4日の東京市場では、日経平均株価だけでなく東証株価指数(TOPIX)も史上最高値を更新した。時価総額を指数化したTOPIXは市場全体の好不調を測るバロメーターであり、バブル期の高値を超えたことは「日本株市場が新たな局面に向かう象徴だ」(藤岡智男・大和証券専務)との声も上がっている。
年明け以降、上昇基調が目立っていたのは人工知能(AI)ブームに乗った半導体株だが、銀行株などは出遅れていたため、TOPIXは日経平均と比べ上昇の勢いが鈍かった。しかし、最近は銀行株も含む幅広い銘柄に買いの対象が拡大。日銀の金融政策の変化が金利上昇による銀行の利ざや改善を連想させる上、円安進行が「上場企業全体の業績にはプラス」(エコノミスト)とみる向きも多いためだ。

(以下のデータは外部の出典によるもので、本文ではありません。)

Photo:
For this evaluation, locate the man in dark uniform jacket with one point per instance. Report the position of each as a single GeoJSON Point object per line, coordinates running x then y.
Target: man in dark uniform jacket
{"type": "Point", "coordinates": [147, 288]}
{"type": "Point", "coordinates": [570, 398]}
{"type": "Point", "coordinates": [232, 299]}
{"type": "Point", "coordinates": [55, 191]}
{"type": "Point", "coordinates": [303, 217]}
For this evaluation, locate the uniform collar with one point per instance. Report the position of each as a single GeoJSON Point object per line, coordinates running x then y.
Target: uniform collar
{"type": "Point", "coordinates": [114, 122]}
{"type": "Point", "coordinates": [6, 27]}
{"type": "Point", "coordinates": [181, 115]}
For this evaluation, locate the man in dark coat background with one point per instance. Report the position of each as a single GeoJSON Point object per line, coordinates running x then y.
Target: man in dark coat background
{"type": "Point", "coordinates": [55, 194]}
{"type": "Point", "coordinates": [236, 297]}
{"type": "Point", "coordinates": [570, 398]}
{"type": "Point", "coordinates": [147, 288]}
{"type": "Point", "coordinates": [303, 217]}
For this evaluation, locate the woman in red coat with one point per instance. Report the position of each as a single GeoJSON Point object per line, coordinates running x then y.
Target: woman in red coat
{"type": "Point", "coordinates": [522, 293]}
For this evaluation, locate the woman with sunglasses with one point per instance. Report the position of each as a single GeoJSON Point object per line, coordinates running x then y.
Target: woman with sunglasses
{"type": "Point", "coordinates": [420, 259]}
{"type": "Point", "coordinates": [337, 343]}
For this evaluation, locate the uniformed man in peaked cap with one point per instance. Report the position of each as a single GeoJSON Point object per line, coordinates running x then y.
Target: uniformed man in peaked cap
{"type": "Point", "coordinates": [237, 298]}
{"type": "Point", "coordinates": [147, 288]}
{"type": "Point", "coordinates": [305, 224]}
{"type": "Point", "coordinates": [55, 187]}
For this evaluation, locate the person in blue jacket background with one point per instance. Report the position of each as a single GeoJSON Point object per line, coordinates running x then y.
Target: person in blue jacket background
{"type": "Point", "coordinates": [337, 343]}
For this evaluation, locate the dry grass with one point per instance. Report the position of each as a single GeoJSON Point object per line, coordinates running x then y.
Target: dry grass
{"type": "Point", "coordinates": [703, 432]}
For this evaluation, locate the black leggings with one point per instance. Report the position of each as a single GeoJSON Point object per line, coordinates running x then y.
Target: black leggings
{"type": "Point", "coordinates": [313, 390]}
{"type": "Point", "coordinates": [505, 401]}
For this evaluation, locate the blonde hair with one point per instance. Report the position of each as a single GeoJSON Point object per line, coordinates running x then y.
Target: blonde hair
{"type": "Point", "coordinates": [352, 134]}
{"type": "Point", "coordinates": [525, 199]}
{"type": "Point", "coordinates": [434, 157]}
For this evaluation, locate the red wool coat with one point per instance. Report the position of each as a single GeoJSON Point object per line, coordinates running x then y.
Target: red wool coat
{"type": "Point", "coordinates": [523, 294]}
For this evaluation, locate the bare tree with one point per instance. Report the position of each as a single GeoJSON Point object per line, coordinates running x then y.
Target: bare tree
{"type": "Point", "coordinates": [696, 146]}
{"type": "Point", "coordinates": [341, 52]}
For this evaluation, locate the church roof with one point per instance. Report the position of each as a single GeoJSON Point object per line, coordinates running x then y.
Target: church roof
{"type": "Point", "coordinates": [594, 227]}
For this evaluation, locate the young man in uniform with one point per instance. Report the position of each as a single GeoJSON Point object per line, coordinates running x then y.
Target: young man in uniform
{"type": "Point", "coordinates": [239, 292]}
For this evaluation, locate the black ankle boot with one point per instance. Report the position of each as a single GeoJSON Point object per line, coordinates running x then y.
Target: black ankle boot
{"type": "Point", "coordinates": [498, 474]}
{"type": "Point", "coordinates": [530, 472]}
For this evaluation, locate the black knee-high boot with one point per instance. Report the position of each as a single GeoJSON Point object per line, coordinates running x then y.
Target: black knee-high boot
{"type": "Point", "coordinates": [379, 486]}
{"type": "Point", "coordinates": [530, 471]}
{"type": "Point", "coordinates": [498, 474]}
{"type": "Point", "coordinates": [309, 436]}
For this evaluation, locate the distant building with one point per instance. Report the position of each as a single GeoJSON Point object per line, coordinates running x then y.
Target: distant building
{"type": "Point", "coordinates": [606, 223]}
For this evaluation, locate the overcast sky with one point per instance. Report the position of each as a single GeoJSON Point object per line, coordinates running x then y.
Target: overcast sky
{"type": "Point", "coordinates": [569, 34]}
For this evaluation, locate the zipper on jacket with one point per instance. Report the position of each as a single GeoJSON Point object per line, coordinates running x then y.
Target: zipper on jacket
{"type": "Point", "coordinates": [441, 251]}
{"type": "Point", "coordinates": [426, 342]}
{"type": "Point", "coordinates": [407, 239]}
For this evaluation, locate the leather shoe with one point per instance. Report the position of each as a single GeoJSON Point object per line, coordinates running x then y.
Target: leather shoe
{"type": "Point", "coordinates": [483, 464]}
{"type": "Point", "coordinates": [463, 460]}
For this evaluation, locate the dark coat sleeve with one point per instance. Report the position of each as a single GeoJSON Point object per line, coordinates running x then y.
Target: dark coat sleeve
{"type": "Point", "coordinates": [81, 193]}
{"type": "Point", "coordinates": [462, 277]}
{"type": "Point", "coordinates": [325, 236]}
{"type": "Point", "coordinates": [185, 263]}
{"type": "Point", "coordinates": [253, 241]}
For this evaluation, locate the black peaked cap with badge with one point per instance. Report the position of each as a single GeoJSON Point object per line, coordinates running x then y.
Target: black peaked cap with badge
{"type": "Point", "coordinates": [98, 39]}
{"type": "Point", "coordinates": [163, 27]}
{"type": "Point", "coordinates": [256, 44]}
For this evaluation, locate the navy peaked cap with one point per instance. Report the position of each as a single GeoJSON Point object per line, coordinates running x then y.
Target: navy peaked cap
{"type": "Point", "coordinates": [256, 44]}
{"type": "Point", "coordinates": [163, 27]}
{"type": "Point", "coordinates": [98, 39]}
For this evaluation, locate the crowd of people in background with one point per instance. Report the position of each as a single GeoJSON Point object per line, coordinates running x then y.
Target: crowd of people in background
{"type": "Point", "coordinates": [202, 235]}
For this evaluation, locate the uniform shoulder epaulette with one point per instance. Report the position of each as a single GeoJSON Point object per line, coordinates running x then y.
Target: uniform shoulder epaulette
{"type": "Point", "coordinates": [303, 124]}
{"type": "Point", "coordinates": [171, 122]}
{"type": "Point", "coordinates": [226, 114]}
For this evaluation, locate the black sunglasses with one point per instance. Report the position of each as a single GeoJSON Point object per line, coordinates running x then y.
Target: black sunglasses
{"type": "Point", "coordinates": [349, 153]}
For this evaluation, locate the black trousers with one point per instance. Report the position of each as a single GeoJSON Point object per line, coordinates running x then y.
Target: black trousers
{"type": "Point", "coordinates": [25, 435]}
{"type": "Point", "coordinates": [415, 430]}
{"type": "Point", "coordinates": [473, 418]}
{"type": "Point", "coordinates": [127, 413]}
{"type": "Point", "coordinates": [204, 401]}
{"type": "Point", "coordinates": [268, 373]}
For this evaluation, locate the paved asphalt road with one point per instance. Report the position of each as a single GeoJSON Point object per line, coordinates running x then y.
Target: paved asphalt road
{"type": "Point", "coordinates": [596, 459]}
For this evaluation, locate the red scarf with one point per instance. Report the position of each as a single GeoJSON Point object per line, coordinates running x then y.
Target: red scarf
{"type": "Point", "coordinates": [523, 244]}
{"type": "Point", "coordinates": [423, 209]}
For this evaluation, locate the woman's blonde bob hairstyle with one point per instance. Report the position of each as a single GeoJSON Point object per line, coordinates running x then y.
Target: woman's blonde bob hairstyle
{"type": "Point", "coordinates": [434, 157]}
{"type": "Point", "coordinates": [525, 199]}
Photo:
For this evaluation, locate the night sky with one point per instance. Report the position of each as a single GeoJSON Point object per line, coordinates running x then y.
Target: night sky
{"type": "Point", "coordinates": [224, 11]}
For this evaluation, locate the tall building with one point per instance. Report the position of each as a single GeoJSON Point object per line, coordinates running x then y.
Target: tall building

日本株が大きく動くのは4~6月期決算が発表される7月下旬以降との見方もあったが、市場は好決算を先取りし、買いを急いでいる。市場関係者の間では「日本株の保有を減らしていた海外投資家が『持たざるリスク』を意識し始めた」(大手証券)として、海外勢が主導する一段の株高への期待感も出ている。
ただ、4日のプライム市場の売買代金は4兆1000億円強と2月の平均値に比べ1兆円ほど少なく、まだ海外勢の買いは限定的だ。最近の上昇スピードが速かっただけに、「5%程度の上昇は簡単だが、反対に5%程度の下落も常にある」(銀行系証券)など、反動を警戒する市場関係者も少なくない。